One of the guilty moments for anyone trying to live in a green and sustainable way is when you’re emptying a damp load of wash into a gas or electric clothes dryer. You know it’s going to use a lot of BTUs – but it’s just so convenient. In fact, clothes dryers use more energy while they’re running than any other household appliance, except for your water heater!
Note: Other heavy energy users, including the washer, fridge, dishwasher, and hair dryer, typically use less than half the energy of a clothes dryer!
For several years, my wife and I have been cutting back on the use of our clothes dryer. It only takes a few minutes and is generally a pleasant exercise – unless it really cold outside or the mosquitoes are biting. Here are some of the things we’ve learned that make hanging the wash easier.
1. Drying Pole for Larger Items
Hang closet poles in your laundry. When you take large articles, such as towels and bathroom mats out of the washer, simply drape them of the pole. The next day they’ll be dry, even if your laundry is in the basement.
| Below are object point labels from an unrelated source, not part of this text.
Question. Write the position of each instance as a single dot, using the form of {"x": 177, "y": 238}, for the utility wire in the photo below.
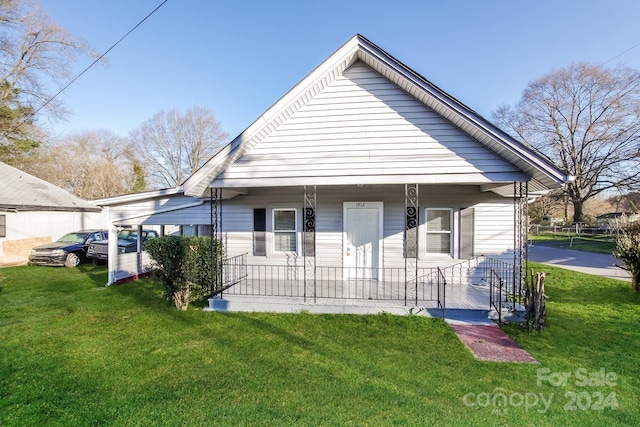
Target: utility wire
{"x": 622, "y": 53}
{"x": 47, "y": 102}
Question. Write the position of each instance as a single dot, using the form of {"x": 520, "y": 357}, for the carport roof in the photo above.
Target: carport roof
{"x": 21, "y": 192}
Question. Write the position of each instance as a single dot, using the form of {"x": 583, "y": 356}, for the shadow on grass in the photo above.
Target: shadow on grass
{"x": 98, "y": 275}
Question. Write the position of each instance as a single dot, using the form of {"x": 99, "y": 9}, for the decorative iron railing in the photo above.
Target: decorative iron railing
{"x": 496, "y": 285}
{"x": 379, "y": 284}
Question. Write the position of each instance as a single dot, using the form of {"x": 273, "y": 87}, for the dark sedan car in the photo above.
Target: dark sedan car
{"x": 69, "y": 250}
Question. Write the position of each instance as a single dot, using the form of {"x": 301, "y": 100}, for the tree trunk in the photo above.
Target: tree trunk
{"x": 577, "y": 211}
{"x": 181, "y": 298}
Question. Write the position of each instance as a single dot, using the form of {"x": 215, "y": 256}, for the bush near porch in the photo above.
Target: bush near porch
{"x": 73, "y": 352}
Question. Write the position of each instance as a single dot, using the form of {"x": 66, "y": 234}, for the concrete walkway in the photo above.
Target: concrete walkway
{"x": 584, "y": 262}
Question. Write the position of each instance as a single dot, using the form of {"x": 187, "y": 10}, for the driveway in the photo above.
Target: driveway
{"x": 585, "y": 262}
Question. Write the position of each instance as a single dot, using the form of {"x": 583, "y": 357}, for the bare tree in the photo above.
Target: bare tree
{"x": 36, "y": 56}
{"x": 586, "y": 119}
{"x": 91, "y": 165}
{"x": 174, "y": 145}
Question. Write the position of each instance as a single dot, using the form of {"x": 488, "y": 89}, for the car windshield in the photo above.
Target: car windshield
{"x": 73, "y": 238}
{"x": 127, "y": 235}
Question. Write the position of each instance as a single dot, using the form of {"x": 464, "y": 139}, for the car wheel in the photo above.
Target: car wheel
{"x": 72, "y": 260}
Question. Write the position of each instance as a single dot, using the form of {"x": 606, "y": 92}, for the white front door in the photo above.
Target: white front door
{"x": 362, "y": 231}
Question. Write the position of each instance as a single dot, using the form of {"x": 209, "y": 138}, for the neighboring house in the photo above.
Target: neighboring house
{"x": 33, "y": 212}
{"x": 365, "y": 182}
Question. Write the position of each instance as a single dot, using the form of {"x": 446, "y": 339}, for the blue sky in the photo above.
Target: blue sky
{"x": 239, "y": 57}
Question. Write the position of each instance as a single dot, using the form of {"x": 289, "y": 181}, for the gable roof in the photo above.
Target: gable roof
{"x": 23, "y": 192}
{"x": 544, "y": 175}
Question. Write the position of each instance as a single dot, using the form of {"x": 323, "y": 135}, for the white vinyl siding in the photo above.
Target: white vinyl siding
{"x": 438, "y": 225}
{"x": 285, "y": 233}
{"x": 494, "y": 229}
{"x": 364, "y": 127}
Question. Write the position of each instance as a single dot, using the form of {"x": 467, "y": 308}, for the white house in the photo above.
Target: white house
{"x": 365, "y": 183}
{"x": 33, "y": 212}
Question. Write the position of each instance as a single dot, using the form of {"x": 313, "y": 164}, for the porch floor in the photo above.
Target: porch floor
{"x": 255, "y": 298}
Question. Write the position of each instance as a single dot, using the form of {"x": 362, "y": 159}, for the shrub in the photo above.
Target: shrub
{"x": 185, "y": 267}
{"x": 627, "y": 250}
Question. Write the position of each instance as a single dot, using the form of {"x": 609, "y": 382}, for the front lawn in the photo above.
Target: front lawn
{"x": 604, "y": 244}
{"x": 73, "y": 352}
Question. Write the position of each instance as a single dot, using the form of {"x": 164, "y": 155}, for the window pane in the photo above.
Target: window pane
{"x": 439, "y": 243}
{"x": 284, "y": 220}
{"x": 438, "y": 220}
{"x": 285, "y": 242}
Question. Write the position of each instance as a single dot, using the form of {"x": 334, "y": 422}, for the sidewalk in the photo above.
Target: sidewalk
{"x": 584, "y": 262}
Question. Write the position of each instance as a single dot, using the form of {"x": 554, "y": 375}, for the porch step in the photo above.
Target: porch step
{"x": 464, "y": 316}
{"x": 248, "y": 303}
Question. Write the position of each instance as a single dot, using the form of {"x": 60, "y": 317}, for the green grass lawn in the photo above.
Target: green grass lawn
{"x": 601, "y": 244}
{"x": 74, "y": 353}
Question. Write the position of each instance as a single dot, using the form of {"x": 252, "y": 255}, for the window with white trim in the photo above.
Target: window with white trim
{"x": 438, "y": 237}
{"x": 285, "y": 230}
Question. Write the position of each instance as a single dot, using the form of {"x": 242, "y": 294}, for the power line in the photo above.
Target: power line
{"x": 622, "y": 53}
{"x": 48, "y": 101}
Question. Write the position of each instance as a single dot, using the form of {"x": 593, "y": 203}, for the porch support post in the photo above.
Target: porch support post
{"x": 411, "y": 240}
{"x": 309, "y": 240}
{"x": 215, "y": 232}
{"x": 520, "y": 237}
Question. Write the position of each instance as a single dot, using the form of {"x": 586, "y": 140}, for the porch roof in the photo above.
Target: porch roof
{"x": 541, "y": 174}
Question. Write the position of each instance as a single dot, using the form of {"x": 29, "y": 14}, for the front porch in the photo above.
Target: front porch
{"x": 481, "y": 283}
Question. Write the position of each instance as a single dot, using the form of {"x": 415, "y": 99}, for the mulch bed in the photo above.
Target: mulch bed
{"x": 491, "y": 343}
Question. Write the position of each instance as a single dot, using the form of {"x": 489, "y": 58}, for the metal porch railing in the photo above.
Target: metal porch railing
{"x": 378, "y": 284}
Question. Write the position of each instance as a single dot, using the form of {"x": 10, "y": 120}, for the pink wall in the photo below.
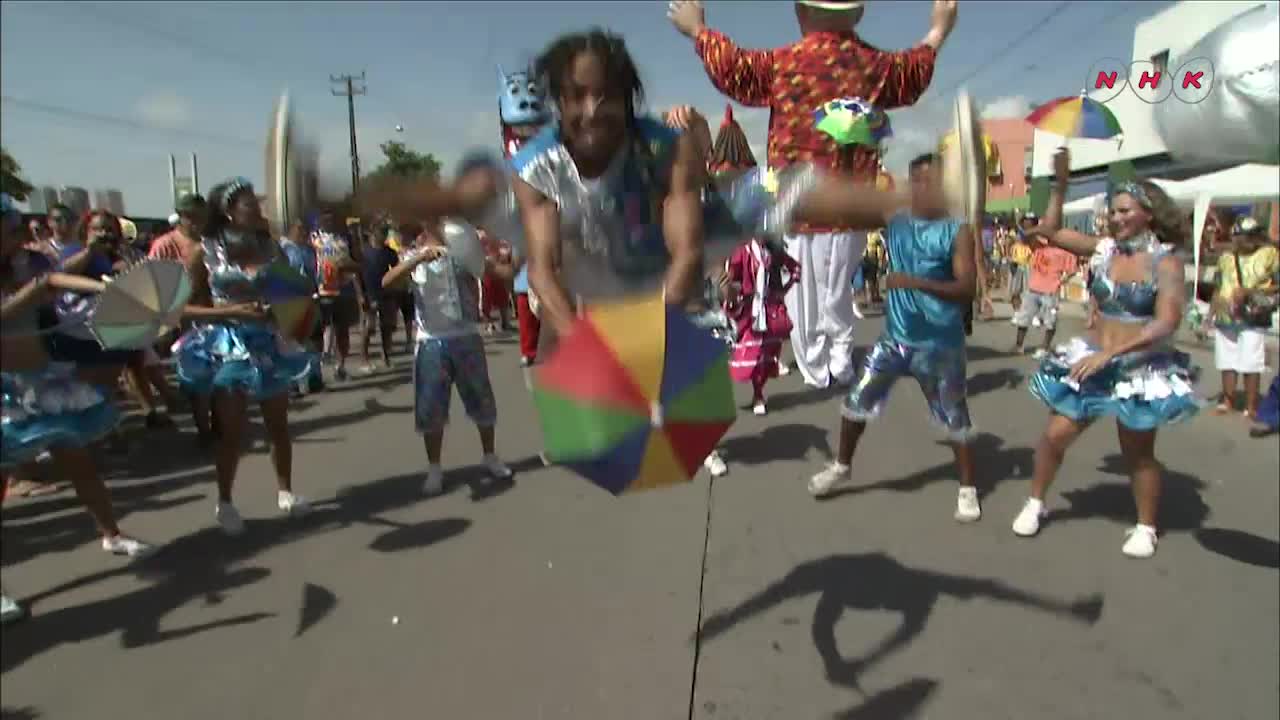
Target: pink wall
{"x": 1013, "y": 140}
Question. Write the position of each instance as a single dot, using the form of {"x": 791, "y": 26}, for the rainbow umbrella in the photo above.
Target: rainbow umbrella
{"x": 1075, "y": 117}
{"x": 853, "y": 121}
{"x": 635, "y": 397}
{"x": 291, "y": 299}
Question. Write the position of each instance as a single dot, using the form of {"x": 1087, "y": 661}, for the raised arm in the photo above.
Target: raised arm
{"x": 745, "y": 76}
{"x": 540, "y": 217}
{"x": 682, "y": 222}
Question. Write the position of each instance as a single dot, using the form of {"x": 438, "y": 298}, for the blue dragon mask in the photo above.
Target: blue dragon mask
{"x": 522, "y": 109}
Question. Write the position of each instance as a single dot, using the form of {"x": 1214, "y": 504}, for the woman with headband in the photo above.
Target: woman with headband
{"x": 233, "y": 352}
{"x": 1128, "y": 368}
{"x": 42, "y": 405}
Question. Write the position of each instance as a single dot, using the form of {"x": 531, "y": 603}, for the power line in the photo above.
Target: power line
{"x": 350, "y": 91}
{"x": 124, "y": 122}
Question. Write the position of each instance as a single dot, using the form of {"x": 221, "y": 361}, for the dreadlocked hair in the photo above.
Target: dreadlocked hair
{"x": 552, "y": 71}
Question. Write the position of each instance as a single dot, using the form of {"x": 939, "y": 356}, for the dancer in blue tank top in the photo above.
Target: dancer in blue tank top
{"x": 931, "y": 283}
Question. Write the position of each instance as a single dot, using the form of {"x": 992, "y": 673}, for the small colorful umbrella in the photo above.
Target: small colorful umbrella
{"x": 853, "y": 121}
{"x": 291, "y": 300}
{"x": 635, "y": 397}
{"x": 1075, "y": 117}
{"x": 988, "y": 149}
{"x": 140, "y": 305}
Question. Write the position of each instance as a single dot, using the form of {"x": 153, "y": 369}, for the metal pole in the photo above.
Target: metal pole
{"x": 173, "y": 181}
{"x": 350, "y": 91}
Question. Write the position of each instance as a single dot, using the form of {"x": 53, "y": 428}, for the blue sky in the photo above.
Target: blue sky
{"x": 202, "y": 77}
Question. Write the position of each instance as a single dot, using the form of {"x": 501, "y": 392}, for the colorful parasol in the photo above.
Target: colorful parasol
{"x": 1075, "y": 117}
{"x": 988, "y": 149}
{"x": 635, "y": 397}
{"x": 140, "y": 305}
{"x": 853, "y": 121}
{"x": 291, "y": 300}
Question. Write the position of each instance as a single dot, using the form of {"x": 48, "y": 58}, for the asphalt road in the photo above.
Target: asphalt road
{"x": 551, "y": 598}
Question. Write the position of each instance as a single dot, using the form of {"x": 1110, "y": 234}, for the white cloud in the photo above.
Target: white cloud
{"x": 165, "y": 109}
{"x": 1009, "y": 106}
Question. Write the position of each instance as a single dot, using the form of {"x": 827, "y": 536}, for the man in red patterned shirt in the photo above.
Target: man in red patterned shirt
{"x": 828, "y": 62}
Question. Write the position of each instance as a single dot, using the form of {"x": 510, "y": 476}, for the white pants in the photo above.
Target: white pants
{"x": 1240, "y": 351}
{"x": 821, "y": 304}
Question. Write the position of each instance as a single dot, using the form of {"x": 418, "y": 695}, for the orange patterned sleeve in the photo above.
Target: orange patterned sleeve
{"x": 745, "y": 76}
{"x": 904, "y": 76}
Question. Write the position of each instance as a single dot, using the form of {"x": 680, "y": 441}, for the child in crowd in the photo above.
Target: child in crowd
{"x": 754, "y": 302}
{"x": 449, "y": 351}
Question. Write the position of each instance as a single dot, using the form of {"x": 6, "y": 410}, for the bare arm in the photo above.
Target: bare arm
{"x": 682, "y": 223}
{"x": 540, "y": 217}
{"x": 840, "y": 201}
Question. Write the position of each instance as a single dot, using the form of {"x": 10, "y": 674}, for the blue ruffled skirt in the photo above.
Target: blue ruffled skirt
{"x": 50, "y": 409}
{"x": 254, "y": 359}
{"x": 1141, "y": 391}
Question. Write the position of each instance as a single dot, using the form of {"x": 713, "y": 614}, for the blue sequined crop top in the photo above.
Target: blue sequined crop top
{"x": 1130, "y": 301}
{"x": 231, "y": 282}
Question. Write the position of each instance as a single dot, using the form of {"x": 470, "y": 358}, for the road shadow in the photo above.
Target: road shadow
{"x": 1182, "y": 507}
{"x": 318, "y": 602}
{"x": 1004, "y": 378}
{"x": 206, "y": 565}
{"x": 900, "y": 702}
{"x": 993, "y": 461}
{"x": 1240, "y": 546}
{"x": 791, "y": 441}
{"x": 805, "y": 396}
{"x": 877, "y": 582}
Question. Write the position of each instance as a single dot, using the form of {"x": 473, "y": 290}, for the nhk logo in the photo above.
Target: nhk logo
{"x": 1189, "y": 83}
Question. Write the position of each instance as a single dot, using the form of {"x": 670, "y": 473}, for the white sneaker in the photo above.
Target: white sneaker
{"x": 831, "y": 478}
{"x": 434, "y": 482}
{"x": 497, "y": 468}
{"x": 1141, "y": 543}
{"x": 292, "y": 505}
{"x": 10, "y": 610}
{"x": 1027, "y": 523}
{"x": 716, "y": 465}
{"x": 968, "y": 510}
{"x": 127, "y": 546}
{"x": 228, "y": 518}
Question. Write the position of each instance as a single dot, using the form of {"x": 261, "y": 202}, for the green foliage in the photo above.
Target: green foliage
{"x": 10, "y": 177}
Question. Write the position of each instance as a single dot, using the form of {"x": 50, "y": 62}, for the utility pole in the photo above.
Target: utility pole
{"x": 350, "y": 91}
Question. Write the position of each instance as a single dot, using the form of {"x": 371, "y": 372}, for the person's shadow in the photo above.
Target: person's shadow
{"x": 993, "y": 461}
{"x": 877, "y": 582}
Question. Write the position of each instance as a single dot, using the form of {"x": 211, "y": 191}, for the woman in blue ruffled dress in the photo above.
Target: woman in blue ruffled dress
{"x": 42, "y": 405}
{"x": 1128, "y": 368}
{"x": 233, "y": 352}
A very simple way to hang the poles is to buy some large screw hooks (large enough for the pole to fit in the hook). Drive the hooks in the ceiling joists (no just the drywall) and rest the poles on them.
You can achieve the same results with screw-eyes and loops of rope in which you slip the pole. The poles are also handy for drying shirts and dresses hung on hangers.
2. Drying Rack for Smaller Items
Install a drying rack near your washer and/or in a porch. Most models are inexpensive and fold up when not in use. They’re ideal for hanging small garments, such as socks and underwear.
3. Take it Outside!
Install a clothesline outdoors. They come in many styles, including line and pulley systems, umbrella, and parallel line “tree” type dryers, and racks that fasten to exterior walls and fold down when not in use. We have a rotary umbrella style that spin slowly with the wind for improved drying. Heavy-duty designs can be raised with a crank and hold up to 4 loads of wash.
4. Accessories are Key
Treat yourself to quality laundry accessories to improve the clothes-hanging experience. Wood clothespins hold up better than plastic ones and have a nice feel to them. We leave ours on the lines to save time when hanging the next load, but many people – especially those who live in rainy climates – prefer to bring them inside to prevent the pins from becoming discolored and possibly staining clothing.
Buy nice wicker baskets, but make sure they easily fit through doorways and stairways. Flexible plastic baskets are a smart idea as well. The handles can come together to make carrying easier and safer (you can see where you’re stepping).
Choose non-slip hangers. We like the slim ones with the velvety coating. Keep a small table near the clothesline that you can rest your basket on while hanging clothes or to use while folding them.
A common misconception about clothes drying
Laundry does not need the sun or heat to become dry. It’s more a question of the relative humidity of the air around the clothes. While the sun and heat help, clothes will dry in the shade or at night – or even in a basement.
Do remember, however, to bring your clothing inside when it’s about to rain!